本を読んでいると言い得て妙だなと感心する新語に出会うことが度々ある。最近見つけたのは「嫁ブロック」だった。新たな挑戦のため会社を辞めようとするとき、妻の反対という大きな壁が立ちはだかることを表した言葉だ
▼日本の知財戦略について各分野の識者がどう考えているかをまとめた『イノベーションエコシステム ニッポンは甦る!』(甘利明、講談社)の中で、落合陽一筑波大学長補佐が使っていた。日本の抱える問題を解決するには技術革新や価値創造といったイノベーションが必要だが、身内の反対で中途半端なまま終わる例も多いと落合氏は嘆く。果敢な挑戦には悲観的な声がつきまとうものらしい
▼2025年大阪万博も23日の開催地決定から数日たち、「嫁ブロック」ならぬ「知識人ブロック」が始まっているようだ。思想家の内田樹氏はツイッターで、「『金が欲しい』以外に何の動機もない」とばっさり。「税金の無駄遣い」「経済効果など机上の空論」と厳しく批判する人もいる。建設運営費2000億円、経済効果2兆円の数字だけ見て、夢物語の巨大公共事業と判断したのかもしれない。

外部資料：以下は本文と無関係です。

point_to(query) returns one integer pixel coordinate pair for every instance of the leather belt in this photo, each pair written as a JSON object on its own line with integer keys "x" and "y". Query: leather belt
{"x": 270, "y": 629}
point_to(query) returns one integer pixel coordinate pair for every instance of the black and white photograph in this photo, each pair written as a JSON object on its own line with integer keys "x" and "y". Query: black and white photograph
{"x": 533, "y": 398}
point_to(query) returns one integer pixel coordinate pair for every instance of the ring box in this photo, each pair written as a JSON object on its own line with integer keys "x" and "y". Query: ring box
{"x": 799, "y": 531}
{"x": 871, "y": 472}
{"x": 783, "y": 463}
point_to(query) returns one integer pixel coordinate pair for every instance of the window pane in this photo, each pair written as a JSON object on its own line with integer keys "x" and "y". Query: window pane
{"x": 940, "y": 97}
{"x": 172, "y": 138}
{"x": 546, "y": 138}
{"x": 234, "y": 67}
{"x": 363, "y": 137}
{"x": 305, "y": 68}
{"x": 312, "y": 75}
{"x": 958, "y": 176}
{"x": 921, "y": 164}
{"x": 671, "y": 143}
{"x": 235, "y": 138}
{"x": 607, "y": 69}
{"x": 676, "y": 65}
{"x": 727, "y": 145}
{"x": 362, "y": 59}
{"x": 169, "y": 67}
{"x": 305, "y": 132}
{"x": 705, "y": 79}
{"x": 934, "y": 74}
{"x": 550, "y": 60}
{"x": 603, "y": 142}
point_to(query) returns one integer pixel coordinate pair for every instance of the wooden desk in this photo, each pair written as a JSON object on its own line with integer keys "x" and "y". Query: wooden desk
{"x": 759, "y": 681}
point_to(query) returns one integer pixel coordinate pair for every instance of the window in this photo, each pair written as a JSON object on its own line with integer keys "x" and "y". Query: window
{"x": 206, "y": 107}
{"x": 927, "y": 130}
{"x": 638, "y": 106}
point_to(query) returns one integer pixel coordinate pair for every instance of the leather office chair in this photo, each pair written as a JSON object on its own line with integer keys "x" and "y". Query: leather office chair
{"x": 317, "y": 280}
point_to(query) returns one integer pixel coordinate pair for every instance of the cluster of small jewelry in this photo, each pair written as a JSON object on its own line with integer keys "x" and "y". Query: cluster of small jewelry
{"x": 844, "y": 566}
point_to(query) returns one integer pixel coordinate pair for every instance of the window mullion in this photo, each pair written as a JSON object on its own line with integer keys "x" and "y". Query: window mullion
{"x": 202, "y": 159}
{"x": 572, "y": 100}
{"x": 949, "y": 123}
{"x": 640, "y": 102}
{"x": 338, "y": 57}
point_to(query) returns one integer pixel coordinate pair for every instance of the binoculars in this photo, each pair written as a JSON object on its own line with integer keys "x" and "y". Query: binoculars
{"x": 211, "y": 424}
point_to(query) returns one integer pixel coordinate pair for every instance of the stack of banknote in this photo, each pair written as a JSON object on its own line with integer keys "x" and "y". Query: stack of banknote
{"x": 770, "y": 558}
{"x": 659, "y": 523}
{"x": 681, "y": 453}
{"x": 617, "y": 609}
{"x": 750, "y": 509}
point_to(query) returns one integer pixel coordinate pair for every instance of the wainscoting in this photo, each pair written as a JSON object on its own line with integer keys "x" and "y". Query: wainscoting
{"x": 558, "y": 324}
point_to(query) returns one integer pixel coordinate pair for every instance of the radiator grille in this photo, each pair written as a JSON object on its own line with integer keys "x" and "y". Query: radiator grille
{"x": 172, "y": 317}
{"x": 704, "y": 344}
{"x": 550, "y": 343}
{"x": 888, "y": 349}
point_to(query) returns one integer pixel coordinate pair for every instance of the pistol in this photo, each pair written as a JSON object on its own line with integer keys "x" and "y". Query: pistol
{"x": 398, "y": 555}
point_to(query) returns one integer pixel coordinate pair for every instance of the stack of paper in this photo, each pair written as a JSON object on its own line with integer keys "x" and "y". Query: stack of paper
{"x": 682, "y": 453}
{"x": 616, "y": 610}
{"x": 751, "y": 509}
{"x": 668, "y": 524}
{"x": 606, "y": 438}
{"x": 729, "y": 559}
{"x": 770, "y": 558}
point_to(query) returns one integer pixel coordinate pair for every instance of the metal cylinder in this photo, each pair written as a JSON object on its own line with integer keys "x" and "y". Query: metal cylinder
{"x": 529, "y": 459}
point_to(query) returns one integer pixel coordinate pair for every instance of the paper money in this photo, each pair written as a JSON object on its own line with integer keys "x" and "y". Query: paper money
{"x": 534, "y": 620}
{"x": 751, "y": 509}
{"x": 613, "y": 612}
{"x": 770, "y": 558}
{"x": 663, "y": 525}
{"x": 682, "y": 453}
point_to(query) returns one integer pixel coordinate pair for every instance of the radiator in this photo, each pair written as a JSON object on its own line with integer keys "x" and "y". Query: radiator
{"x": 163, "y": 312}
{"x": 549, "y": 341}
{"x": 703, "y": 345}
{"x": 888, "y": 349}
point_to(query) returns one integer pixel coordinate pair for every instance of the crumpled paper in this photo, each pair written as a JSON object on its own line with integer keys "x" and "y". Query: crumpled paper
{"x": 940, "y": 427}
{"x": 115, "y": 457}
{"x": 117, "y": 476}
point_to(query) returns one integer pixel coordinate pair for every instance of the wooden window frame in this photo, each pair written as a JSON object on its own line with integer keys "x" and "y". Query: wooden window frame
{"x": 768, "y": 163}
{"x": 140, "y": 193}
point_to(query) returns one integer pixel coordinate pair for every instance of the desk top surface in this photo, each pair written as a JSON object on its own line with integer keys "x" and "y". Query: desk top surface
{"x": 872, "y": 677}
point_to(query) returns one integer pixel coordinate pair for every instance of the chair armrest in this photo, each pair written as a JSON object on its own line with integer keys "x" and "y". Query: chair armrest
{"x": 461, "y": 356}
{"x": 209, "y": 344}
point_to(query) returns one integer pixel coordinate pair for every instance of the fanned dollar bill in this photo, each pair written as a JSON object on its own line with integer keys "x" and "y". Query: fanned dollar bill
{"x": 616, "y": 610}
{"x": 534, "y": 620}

ただ昨今の万博はかつての総合見本市でなく、人類共通の問題を解決に導く知の集積の場に姿を変えている
▼大阪のテーマも「いのち輝く未来社会のデザイン」。心身の健康や持続可能な社会経済に関する革新的なアイデアを集め、健やかな未来のためのいわば「シリコンバレー」をつくるのである。懸念も当然だが今はブロックより世界に挑戦する大阪のアタックにエールを送りたい。